Когда дочке исполнилось пять лет, мы с Володей решили уехать в Америку. Перед нашим отъездом я назначила Малинину встречу. Помню, как сидели у него в машине. Я достала из сумки документы и протянула: «Подпиши». Он легко подмахнул бумагу — это было разрешение на выезд дочери.
На прощание, правда, попросил дать ему фото маленькой Киры. Больше разговаривать было не о чем. Вышла из машины и направилась к метро ни разу не оглянувшись...
Кира до тринадцати лет не подозревала, кто на самом деле ее настоящий отец. Папой в детстве она называла Володю, своего отчима. В США, чтобы не было вопросов, поменяли ее отчество и фамилию — там это очень просто делается. И она стала Кирой Владимировной Евдокимовой. Это не официальное удочерение, на него необходимо разрешение родного отца. А такой бумаги Малинин не давал. Процесс этот сложный, длительный, судебный.
Прожив в Америке восемь лет, я поняла, что нельзя скрывать от дочки правду. Там принято дружить семьями, встречаться с детьми от разных браков, общаться.

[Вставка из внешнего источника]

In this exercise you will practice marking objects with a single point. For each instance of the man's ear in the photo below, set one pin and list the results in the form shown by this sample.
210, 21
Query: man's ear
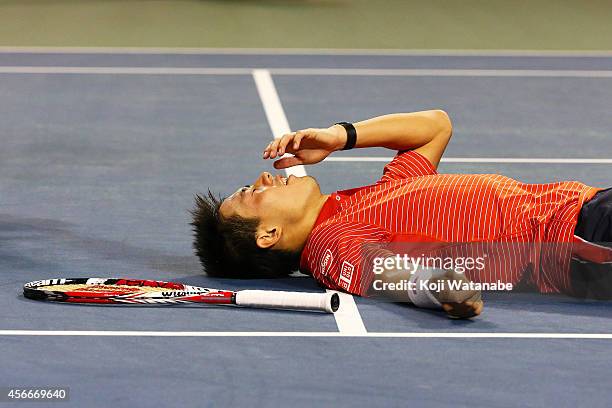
268, 236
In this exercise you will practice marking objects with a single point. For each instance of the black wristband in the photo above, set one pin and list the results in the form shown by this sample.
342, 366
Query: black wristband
351, 135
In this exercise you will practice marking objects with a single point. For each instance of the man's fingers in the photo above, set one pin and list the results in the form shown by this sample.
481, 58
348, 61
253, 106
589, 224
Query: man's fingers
287, 162
284, 141
274, 148
267, 150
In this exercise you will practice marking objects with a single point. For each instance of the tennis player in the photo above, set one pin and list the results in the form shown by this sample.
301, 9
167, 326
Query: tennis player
277, 225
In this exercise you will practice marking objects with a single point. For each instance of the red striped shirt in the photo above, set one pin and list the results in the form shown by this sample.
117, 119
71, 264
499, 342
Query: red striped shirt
412, 202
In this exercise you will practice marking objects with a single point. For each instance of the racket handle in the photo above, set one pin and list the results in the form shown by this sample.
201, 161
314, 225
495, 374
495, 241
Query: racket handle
328, 302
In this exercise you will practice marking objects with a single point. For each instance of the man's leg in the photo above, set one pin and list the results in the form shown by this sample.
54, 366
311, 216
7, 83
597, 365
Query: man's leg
589, 279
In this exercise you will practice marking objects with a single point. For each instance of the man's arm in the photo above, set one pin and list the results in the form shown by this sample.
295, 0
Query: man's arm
426, 132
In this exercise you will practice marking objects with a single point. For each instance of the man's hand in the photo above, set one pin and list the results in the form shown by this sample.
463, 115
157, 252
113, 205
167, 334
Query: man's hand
308, 146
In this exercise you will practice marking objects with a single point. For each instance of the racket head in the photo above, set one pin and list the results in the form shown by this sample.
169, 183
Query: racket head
121, 291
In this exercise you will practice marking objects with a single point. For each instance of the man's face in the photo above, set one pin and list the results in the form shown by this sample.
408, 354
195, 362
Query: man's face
273, 199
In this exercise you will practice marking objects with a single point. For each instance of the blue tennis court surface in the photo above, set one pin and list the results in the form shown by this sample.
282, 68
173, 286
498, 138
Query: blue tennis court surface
101, 155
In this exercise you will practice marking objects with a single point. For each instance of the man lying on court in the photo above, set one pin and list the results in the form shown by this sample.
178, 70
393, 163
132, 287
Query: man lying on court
277, 225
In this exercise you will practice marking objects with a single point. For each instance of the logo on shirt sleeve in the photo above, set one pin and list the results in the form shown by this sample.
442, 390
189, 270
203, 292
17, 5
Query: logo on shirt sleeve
328, 258
346, 275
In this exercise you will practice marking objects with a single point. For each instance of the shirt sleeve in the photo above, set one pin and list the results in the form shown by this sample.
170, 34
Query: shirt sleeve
340, 255
405, 164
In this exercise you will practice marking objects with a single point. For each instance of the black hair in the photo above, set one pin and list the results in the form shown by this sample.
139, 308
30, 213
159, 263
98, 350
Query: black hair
227, 246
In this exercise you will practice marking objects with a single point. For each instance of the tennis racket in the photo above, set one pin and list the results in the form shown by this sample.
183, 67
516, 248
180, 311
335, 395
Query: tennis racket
136, 291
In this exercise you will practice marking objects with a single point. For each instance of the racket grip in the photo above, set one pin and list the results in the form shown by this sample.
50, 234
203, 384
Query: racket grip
327, 302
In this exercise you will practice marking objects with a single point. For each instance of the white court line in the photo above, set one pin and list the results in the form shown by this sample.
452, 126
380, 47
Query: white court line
307, 51
520, 73
481, 160
347, 317
426, 335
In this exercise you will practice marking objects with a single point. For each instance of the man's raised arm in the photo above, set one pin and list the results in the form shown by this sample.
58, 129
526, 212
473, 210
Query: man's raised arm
426, 132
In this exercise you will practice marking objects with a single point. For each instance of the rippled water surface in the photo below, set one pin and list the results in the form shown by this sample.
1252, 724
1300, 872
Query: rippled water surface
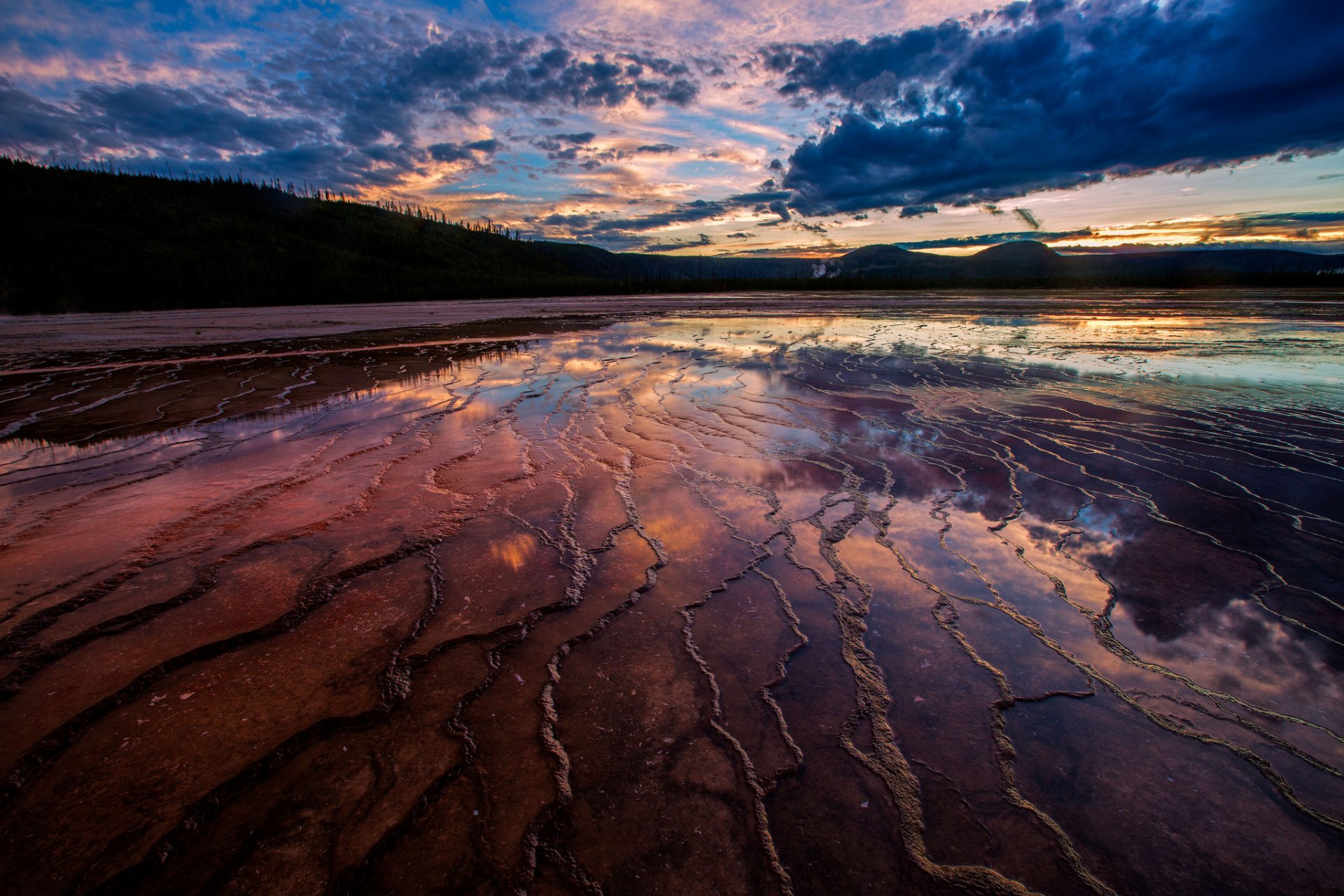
924, 603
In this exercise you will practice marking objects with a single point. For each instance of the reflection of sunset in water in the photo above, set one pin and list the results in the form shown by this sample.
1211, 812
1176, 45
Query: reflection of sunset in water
790, 605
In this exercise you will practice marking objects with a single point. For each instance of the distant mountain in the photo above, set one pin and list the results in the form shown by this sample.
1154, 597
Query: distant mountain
97, 241
1032, 264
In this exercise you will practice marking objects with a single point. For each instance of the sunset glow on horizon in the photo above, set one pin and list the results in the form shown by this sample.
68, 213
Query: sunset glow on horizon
723, 130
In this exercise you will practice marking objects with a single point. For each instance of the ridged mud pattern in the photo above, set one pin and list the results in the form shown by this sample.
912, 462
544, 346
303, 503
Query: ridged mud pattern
701, 605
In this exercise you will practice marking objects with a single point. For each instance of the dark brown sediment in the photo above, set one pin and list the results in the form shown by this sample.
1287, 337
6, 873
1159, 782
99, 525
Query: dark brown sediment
695, 605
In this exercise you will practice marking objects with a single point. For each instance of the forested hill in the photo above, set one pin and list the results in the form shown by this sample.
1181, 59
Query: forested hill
99, 241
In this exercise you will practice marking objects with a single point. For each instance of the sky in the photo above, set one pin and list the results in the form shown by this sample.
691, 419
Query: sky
732, 127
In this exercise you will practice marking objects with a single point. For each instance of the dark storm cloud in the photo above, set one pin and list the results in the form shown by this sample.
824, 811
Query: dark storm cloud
464, 152
1059, 94
678, 244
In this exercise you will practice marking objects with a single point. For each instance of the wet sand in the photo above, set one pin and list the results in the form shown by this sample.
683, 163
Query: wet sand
897, 598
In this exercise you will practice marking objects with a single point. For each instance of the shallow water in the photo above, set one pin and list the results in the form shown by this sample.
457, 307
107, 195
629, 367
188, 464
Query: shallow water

Отцы несут ответственность, и неважно, в каких они при этом отношениях с бывшими женами.
Прежде чем признаться дочери в том, кто на самом деле ее биологический отец, я посоветовалась с Володей. Он уговаривал меня не делать этого, все твердил:
— Не стоит...
— Почему я должна скрывать правду от Киры? А если ей посторонний человек об этом скажет? Будет обида на всю жизнь!
В тот момент было неважно: понравится это Володе или нет. Дочка выросла, кое-что уже соображала. Я почувствовала, что пришло время.
Была еще одна причина. Я ведь тоже такое в детстве пережила. Как и моя дочь, ношу фамилию неродного отца. Когда мне был год, мама вышла замуж за ужасного человека. Он бил меня, бил старшего брата. Я не подозревала, что он ненавидит нас за то, что мы рождены от другого мужчины. Однажды мне открыла глаза подружка:
— Хочешь, расскажу тебе секрет?
— Хочу!
— А ты знаешь, что дядя, который у вас живет, не твой папа?